Les années 1990 seront plus douloureuses et moins prolifiques, le pianiste devant faire face à un syndrome de fatigue chronique. A partir de 2000 jusqu’à la fin de sa carrière, Jarrett se concentre sur ses activités en trio en piano solo. Fort heureusement, il existe encore de nombreux enregistrements du pianiste non édités, dont cette pépite consacrée à Carl Philipp Emmanuel Bach qui vient de paraître chez ECM, une intégrale des Sonates de Württemberg Wq 49.

Composées entre 1742 et 1744, les Sonates wurttembergeoises, nommées ainsi d’après le nom de leur dédicataire, opèrent un lien entre baroque tardif et Empfindsamkeit (en allemand: sensibilité, sentiment), ce mouvement artistique précédant la période dite classique et caractérisé par une priorité donnée aux humeurs contrastées dans les tempos, mélodies et variations de timbres. Sensiblement influencées par l’héritage de Bach père, auquel Carl Philipp Emmanuel vouait une admiration sans borne, ces sonates manifestent une élégante inflexion dans l’œuvre de C.P.E Bach dans la mesure où transparaît désormais la volonté de réunir l’expressivité émotive et la rigueur mathématique de l’écriture en contrepoint. Cette dualité est particulièrement criante entre les différents mouvements, en témoigne la Sonate n°1 en la mineur H.30, aux deux premiers mouvements Moderato et Andate amples et fluides succède un Allegro assai à la métrique bien plus carrée.

ECM nous fait l’inestimable cadeau de ces sonates dans une version jusqu’ici inédite, enregistrée par Keith Jarrett au Studio Cavelight (New Jersey) en mai 1994.

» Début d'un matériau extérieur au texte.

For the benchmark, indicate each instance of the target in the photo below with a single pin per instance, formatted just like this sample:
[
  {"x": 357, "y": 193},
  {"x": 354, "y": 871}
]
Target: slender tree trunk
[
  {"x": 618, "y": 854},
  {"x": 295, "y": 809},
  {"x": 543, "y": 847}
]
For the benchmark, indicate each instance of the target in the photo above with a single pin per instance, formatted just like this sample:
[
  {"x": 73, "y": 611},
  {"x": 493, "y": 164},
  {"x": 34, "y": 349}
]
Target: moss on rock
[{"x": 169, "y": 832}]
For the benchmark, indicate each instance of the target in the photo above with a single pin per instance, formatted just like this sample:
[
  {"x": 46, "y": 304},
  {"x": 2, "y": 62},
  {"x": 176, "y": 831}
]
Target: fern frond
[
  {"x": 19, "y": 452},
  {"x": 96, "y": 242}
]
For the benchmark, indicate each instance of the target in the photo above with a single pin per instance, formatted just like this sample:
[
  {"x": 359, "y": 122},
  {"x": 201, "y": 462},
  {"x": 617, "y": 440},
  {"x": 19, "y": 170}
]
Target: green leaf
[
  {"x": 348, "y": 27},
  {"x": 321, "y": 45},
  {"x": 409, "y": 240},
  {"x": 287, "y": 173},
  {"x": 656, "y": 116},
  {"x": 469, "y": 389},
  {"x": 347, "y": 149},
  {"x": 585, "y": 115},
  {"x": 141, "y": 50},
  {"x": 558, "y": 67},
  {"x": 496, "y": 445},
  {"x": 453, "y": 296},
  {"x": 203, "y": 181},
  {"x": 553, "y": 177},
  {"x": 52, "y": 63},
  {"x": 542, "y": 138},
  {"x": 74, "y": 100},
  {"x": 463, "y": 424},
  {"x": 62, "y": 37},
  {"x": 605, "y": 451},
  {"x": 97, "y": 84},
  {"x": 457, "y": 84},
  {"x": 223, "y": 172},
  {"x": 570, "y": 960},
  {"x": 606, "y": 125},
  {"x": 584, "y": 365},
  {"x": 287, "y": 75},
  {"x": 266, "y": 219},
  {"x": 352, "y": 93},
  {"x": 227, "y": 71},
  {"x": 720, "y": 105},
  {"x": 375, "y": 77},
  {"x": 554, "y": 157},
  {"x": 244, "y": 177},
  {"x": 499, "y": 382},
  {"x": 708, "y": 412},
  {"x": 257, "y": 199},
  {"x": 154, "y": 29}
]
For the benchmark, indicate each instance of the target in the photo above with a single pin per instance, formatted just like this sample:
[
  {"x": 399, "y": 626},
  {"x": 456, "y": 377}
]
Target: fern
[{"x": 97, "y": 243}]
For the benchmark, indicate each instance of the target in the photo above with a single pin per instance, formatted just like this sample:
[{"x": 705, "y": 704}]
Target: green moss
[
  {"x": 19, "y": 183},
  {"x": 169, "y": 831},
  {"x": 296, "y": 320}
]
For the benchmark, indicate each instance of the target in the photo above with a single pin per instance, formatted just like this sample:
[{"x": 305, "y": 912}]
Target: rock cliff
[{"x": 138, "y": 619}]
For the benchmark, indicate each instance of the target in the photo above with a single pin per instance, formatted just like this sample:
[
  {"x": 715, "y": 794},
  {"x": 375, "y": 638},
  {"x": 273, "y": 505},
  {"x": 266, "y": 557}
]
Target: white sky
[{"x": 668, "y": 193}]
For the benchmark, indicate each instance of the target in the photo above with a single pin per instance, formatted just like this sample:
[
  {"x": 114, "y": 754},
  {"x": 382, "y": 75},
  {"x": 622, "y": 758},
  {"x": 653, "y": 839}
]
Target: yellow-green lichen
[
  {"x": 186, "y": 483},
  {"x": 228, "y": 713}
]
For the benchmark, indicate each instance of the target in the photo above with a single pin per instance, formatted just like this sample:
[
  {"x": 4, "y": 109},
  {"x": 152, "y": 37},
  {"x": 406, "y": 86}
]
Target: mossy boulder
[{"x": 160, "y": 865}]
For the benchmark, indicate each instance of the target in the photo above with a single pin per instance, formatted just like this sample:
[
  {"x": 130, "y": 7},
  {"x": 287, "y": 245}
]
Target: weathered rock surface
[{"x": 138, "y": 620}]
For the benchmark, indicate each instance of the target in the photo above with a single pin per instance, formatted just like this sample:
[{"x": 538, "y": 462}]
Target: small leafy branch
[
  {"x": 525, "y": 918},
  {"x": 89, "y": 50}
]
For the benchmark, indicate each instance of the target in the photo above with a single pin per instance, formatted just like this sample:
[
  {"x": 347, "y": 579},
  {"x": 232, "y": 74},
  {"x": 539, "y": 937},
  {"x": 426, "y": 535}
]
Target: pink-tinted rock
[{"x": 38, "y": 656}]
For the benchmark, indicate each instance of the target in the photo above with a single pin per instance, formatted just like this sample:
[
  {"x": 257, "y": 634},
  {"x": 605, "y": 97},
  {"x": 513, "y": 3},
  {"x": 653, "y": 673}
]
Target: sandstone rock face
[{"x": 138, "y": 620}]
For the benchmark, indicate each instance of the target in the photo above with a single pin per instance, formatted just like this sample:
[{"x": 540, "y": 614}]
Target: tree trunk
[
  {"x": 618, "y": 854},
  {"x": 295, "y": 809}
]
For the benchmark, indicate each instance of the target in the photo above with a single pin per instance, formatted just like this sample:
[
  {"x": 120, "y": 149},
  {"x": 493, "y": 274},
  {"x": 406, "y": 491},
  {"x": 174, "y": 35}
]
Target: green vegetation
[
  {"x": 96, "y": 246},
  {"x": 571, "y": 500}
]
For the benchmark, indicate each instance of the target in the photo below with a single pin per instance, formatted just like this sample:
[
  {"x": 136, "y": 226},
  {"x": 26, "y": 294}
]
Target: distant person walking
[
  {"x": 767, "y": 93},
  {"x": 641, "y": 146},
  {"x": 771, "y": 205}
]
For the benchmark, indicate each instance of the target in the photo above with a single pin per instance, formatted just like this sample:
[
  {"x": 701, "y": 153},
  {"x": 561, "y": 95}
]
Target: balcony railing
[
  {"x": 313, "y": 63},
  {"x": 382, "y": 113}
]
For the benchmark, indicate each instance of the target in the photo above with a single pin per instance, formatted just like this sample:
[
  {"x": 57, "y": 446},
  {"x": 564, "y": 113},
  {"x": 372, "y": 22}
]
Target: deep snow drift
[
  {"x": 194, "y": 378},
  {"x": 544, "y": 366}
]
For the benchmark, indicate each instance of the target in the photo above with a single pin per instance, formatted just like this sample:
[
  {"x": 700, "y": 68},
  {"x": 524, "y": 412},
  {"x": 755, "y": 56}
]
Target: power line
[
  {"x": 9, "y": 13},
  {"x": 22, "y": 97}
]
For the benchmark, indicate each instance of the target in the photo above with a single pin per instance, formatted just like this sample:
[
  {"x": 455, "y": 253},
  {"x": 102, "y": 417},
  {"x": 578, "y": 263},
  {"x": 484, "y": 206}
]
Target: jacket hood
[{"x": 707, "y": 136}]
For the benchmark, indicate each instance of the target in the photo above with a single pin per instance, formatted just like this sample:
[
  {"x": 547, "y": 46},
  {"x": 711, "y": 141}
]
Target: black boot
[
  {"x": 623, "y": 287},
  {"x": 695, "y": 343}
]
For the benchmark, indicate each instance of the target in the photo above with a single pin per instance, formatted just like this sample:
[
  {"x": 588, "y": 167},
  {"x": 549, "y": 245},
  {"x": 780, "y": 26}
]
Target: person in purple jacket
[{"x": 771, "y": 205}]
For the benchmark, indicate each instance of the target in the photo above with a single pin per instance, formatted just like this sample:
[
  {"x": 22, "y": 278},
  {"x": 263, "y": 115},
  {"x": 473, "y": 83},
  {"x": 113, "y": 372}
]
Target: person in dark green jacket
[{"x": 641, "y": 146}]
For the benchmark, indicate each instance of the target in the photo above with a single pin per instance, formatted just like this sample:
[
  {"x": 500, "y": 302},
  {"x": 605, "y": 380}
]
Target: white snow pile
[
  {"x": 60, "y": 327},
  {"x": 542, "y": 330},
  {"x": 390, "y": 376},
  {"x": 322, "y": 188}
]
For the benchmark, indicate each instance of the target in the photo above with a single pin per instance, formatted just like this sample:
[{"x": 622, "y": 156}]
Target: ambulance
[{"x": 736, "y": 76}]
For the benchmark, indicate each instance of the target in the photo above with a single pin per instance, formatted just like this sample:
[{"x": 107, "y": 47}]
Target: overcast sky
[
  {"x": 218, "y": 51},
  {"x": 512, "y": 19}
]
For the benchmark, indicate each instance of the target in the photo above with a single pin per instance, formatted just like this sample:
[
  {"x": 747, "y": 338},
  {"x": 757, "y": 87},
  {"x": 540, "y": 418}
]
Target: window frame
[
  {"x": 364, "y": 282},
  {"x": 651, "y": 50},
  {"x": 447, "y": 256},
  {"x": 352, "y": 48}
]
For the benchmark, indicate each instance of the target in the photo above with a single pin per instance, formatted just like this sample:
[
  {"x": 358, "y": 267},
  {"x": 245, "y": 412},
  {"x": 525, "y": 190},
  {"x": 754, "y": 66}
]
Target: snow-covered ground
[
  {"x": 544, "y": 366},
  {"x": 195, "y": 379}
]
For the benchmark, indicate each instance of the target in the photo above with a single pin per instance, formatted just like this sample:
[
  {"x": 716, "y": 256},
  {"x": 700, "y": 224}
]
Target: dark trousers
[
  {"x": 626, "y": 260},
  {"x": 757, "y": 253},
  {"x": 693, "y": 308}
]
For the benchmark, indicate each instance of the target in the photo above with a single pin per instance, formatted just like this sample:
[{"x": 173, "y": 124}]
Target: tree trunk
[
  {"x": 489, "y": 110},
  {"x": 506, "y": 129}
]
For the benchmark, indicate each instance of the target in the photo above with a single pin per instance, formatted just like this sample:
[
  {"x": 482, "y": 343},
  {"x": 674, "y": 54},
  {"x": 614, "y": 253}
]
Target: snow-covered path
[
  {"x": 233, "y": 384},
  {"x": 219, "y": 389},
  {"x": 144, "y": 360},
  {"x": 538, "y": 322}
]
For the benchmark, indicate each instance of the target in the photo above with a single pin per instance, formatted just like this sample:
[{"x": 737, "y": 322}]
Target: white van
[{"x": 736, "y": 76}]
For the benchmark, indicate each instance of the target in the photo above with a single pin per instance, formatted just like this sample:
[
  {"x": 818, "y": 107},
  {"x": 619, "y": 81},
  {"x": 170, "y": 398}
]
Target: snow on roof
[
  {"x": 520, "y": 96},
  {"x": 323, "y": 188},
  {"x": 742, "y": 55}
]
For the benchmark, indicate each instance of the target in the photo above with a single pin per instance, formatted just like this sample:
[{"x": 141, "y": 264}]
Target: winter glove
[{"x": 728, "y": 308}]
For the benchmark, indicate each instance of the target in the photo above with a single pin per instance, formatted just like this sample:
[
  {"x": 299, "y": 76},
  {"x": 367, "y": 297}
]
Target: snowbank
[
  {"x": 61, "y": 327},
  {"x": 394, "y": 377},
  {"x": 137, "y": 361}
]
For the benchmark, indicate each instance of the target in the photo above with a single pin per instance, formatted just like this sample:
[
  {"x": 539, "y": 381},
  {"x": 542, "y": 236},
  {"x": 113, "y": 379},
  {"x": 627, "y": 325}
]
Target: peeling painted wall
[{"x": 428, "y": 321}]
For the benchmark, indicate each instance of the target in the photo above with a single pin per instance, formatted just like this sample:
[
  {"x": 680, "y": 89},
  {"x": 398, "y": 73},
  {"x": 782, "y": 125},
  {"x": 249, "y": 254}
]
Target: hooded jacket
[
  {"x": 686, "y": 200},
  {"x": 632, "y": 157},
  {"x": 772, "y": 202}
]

Depuis que l’on sait le pianiste américain contraint à une retraite anticipée, chaque nouvelle parution de son cru nous laisse un déchirant goût doux-amer. A l’image de cet album où l’élégiaque se mêle au triomphal. Loin des sonorités particulières du toucher bondissant et élastique qui a fait l’inimitable marque de fabrique du père du Köln Concert, cette production à la prise de son parfaitement soignée offre à l’auditeur la joie d’un piano à la rondeur inouïe. Le toucher de Jarrett est lumineux, les attaques touchent en plein cœur grâce à une compréhension subtile des jeux d’harmonies. On connaissait de Jarrett son phrasé mordant, imprévisible, rebelle. Il se révèle tout aussi génial dans la sobriété et l’économie, et livre ici un disque à la beauté renversante.